The collector’s left hand gestures towards a table of shells and minerals (objects of empirical observation), though the viewer’s eye soon wanders towards the bottled snake held in Seba’s right hand, which represents the figure of the collector-scientist triumphing over the death-bringing Biblical serpent. Holding pride of place upon the table is the Book of Nature, aligning Seba’s work with the Enlightenment aim of comprehending God’s natural design through rational inquiry. Sadly, Seba died before this ambitious catalogue was completed, although the proceeds from the auction of his collection in 1752 enabled the publication of the final two volumes, with many of the real-life specimens finding an afterlife in European museums, where they remain to this day.
Another standout piece is Georg Wolfgang Knorr’s Deliciae naturae selectae (lot 48). The exquisite hand-coloured engraved plates document leading natural history collections of the day, including specimens personally owned by Knorr and members of his scientific circle. Knorr himself, born in Nuremberg in 1705, was a fascinating character—an autodidact rather than a wealthy dilettante. As a teenager, he became an engraver of copperplates, and early on he had the good fortune to work alongside Martin Tyroff on the illustrations for Scheuchzer’s Physia Sacra (a Biblical commentary articulating a worldview in which science and religion converge).

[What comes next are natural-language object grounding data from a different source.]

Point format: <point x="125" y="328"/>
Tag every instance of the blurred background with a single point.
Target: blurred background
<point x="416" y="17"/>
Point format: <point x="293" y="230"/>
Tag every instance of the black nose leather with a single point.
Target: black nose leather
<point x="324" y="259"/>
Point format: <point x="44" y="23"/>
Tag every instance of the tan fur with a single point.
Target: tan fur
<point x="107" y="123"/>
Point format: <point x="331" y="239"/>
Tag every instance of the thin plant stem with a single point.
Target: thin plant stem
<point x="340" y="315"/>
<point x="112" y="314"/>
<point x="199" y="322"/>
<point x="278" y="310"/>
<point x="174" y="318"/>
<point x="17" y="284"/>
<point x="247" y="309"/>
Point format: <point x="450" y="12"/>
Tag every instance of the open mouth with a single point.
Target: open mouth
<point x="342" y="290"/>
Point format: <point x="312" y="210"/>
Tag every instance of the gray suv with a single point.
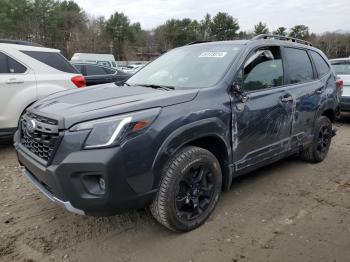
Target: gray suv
<point x="181" y="129"/>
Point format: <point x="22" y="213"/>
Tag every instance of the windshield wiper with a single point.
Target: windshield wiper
<point x="168" y="88"/>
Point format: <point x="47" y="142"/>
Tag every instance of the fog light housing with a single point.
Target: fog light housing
<point x="102" y="184"/>
<point x="94" y="184"/>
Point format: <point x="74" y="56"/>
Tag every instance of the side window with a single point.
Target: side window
<point x="94" y="70"/>
<point x="263" y="70"/>
<point x="109" y="71"/>
<point x="15" y="67"/>
<point x="79" y="68"/>
<point x="321" y="65"/>
<point x="10" y="66"/>
<point x="299" y="66"/>
<point x="3" y="64"/>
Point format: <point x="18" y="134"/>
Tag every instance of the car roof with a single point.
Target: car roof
<point x="340" y="59"/>
<point x="257" y="42"/>
<point x="28" y="48"/>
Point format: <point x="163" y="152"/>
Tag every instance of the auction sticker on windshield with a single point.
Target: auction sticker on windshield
<point x="213" y="54"/>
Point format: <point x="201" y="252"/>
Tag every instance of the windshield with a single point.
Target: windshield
<point x="341" y="68"/>
<point x="197" y="66"/>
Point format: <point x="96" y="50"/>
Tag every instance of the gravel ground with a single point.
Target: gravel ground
<point x="289" y="211"/>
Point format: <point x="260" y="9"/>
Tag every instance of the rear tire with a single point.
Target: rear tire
<point x="321" y="142"/>
<point x="188" y="191"/>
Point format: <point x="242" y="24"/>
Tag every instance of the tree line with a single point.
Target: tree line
<point x="66" y="26"/>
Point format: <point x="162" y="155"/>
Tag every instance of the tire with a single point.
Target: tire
<point x="189" y="189"/>
<point x="321" y="142"/>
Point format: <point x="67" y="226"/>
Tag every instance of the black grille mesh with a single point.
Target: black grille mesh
<point x="38" y="142"/>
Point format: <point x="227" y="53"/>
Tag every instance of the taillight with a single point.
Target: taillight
<point x="340" y="84"/>
<point x="79" y="81"/>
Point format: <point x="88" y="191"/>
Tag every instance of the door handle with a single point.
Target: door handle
<point x="14" y="81"/>
<point x="286" y="99"/>
<point x="320" y="91"/>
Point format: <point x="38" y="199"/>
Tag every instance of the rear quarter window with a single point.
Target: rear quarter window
<point x="341" y="67"/>
<point x="55" y="60"/>
<point x="10" y="66"/>
<point x="320" y="64"/>
<point x="298" y="65"/>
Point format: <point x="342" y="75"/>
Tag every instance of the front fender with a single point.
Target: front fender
<point x="184" y="135"/>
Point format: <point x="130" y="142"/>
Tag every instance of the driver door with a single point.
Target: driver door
<point x="263" y="112"/>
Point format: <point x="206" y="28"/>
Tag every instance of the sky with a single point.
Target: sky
<point x="319" y="15"/>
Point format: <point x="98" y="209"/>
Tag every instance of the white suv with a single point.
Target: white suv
<point x="29" y="72"/>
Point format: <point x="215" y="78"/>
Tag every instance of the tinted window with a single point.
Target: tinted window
<point x="94" y="70"/>
<point x="341" y="67"/>
<point x="109" y="71"/>
<point x="321" y="65"/>
<point x="299" y="66"/>
<point x="55" y="60"/>
<point x="9" y="65"/>
<point x="264" y="71"/>
<point x="3" y="64"/>
<point x="15" y="67"/>
<point x="79" y="68"/>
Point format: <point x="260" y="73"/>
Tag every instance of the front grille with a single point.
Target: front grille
<point x="42" y="139"/>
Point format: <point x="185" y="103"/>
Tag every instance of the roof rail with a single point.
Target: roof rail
<point x="18" y="42"/>
<point x="199" y="42"/>
<point x="283" y="38"/>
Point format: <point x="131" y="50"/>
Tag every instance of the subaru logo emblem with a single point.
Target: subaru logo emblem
<point x="30" y="126"/>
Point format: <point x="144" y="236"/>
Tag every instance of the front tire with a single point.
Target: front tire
<point x="321" y="142"/>
<point x="189" y="189"/>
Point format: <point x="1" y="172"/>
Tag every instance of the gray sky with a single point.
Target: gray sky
<point x="319" y="15"/>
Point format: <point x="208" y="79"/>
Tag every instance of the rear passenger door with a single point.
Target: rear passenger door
<point x="262" y="121"/>
<point x="306" y="90"/>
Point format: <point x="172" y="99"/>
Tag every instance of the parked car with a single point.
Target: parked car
<point x="178" y="132"/>
<point x="107" y="60"/>
<point x="29" y="72"/>
<point x="132" y="69"/>
<point x="96" y="74"/>
<point x="341" y="67"/>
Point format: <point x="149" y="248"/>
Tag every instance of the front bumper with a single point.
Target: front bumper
<point x="70" y="178"/>
<point x="345" y="103"/>
<point x="66" y="204"/>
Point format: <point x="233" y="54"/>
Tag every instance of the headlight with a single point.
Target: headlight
<point x="110" y="131"/>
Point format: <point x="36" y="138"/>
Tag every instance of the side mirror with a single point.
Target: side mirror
<point x="238" y="91"/>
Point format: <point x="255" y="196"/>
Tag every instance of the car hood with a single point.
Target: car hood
<point x="73" y="106"/>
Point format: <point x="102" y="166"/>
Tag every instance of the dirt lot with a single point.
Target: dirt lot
<point x="290" y="211"/>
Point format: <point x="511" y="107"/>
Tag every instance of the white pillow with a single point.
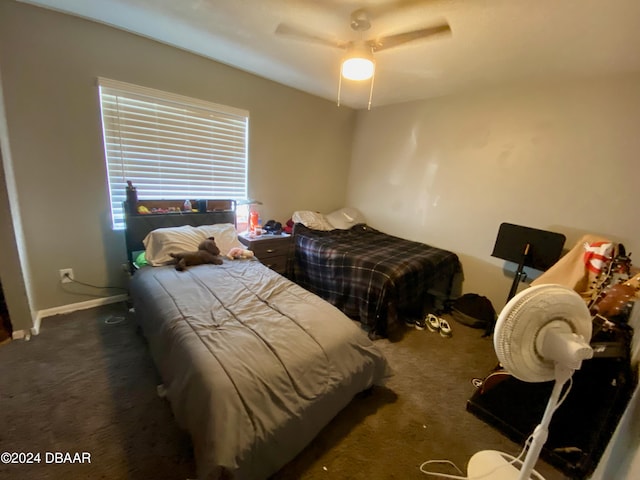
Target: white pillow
<point x="313" y="220"/>
<point x="161" y="242"/>
<point x="225" y="236"/>
<point x="345" y="218"/>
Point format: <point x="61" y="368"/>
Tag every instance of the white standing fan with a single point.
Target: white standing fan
<point x="542" y="334"/>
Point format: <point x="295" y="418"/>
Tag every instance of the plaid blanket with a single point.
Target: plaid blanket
<point x="369" y="275"/>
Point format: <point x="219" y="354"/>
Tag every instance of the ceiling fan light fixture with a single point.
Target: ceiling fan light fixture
<point x="358" y="68"/>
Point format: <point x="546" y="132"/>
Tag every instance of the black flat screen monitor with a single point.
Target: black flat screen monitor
<point x="545" y="248"/>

The painstaking work of engraving sharpened an artistic sensibility strongly influenced by Albrecht Dürer, and Knorr also began to foster a scientific interest, spurred on by his correspondence with Royal Academicians. The engraver’s first independently produced works were views of Nuremberg, though his mature output focuses more narrowly, and more fruitfully, on the rich inward vistas revealed through the close scrutiny of minerals, shells, and other natural objects, piece by piece. By the time of his death in 1761, Knorr had made a lasting contribution to the emerging scientific field of mineralogy, and his output of exquisite natural history engravings formed his artistic monument.

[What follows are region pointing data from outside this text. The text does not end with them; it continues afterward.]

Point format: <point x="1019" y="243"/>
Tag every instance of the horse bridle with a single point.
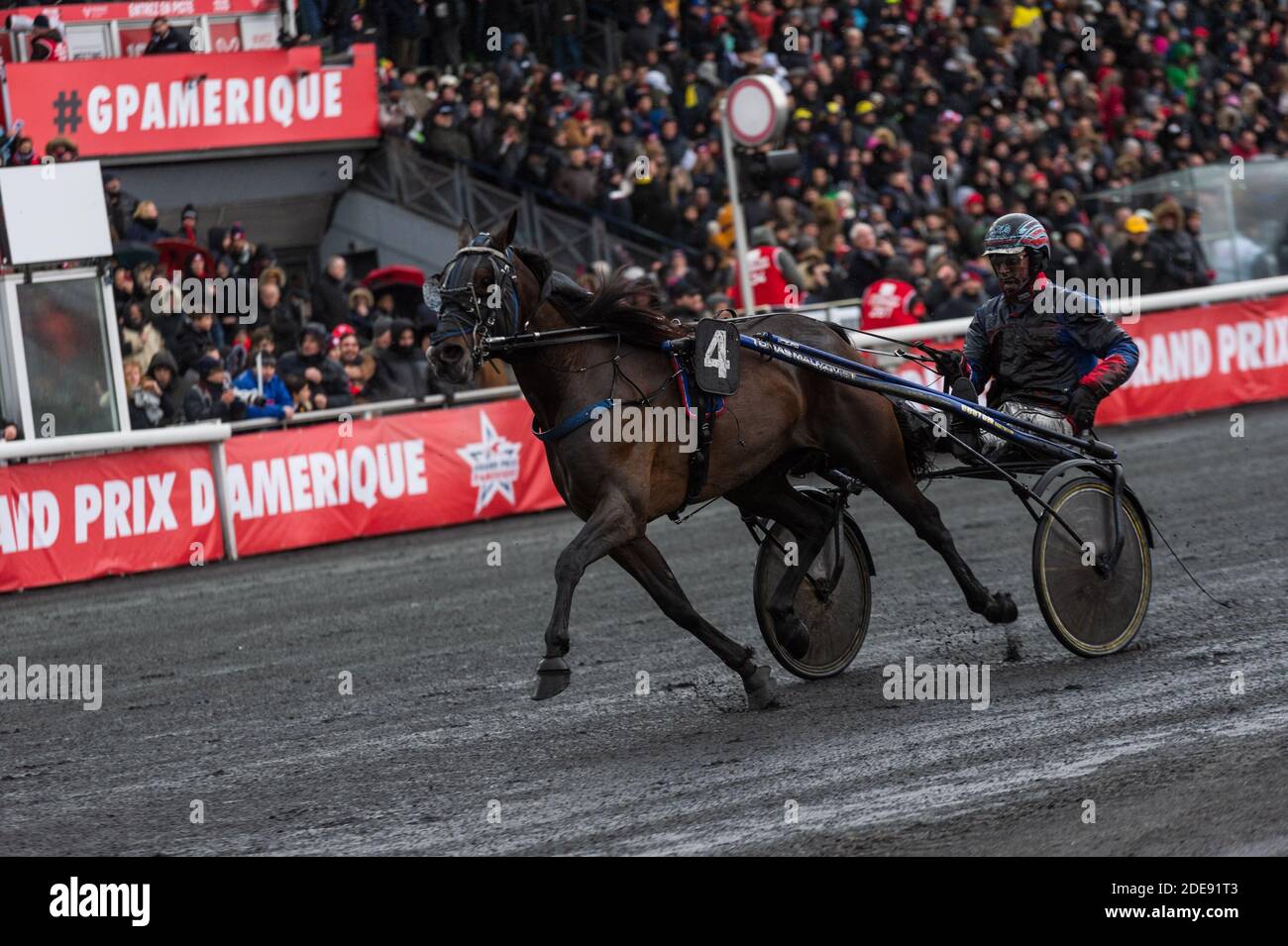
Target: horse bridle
<point x="451" y="293"/>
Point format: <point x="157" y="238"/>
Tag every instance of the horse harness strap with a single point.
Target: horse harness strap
<point x="703" y="416"/>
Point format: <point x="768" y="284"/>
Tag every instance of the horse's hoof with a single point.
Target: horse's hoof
<point x="1001" y="609"/>
<point x="795" y="639"/>
<point x="761" y="690"/>
<point x="553" y="678"/>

Equally as fascinating as the characters of the collectors themselves are the buildings commissioned to showcase their collections. Few were more grandiose than the menagerie built by Prince Eugene of Savoy, rendered in the engravings of Salomon Kleiner (lot 46). This structure is shaped like a Roman amphitheatre, a locale in which the most audacious spectacles of nature are designed to be enacted. But here the space is playfully inverted, with the ostriches, bulls, and lions occupying the position of spectators, whilst the visitors are placed in medias res. Kleiner’s engraving does a brilliant job of transporting the viewer to the centre of an ordered cosmos, from where it is possible to gaze out upon the magnificence of Creation, extending beyond the menagerie into the surrounding landscape.

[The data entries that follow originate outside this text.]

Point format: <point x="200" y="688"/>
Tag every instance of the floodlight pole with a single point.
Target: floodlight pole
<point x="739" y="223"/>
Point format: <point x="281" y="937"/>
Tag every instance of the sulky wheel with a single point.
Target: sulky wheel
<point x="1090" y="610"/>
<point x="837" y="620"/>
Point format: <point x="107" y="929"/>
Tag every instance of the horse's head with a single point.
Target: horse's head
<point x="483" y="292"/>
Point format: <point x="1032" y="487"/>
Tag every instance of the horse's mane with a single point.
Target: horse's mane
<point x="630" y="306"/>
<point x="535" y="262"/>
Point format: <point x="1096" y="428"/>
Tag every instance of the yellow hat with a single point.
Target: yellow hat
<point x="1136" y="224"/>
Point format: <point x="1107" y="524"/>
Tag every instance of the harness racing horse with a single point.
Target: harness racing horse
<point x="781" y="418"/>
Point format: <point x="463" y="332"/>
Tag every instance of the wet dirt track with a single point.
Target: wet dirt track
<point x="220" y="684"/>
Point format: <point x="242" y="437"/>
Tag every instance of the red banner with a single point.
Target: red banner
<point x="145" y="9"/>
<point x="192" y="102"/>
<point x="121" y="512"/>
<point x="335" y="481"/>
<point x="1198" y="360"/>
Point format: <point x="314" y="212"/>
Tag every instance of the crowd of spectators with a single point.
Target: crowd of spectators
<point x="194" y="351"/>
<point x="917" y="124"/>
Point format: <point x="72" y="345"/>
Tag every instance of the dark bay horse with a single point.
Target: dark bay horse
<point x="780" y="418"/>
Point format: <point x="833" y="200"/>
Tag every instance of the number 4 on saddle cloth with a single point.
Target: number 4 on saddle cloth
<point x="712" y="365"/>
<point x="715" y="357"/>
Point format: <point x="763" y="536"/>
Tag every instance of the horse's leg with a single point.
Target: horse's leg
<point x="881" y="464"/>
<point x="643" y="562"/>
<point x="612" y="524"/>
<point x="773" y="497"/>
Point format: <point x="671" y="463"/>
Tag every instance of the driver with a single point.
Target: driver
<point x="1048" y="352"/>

As the Sotheby’s cataloguer writing this piece, and for any prospective buyer reading this article, both the struggle to organise knowledge and the pleasure of selecting and compiling rare and beautiful objects are all too familiar. Therefore, the idea of the cabinet of curiosity is not merely an intellectual strand running through many of the lots in the sale, but also the perfect metaphor for the creative impulse underpinning this collection as a whole. When the contents of the library go under the hammer on 28th November, we hope that the animating spirit of the cabinet of curiosity will live on for a new generation of collectors.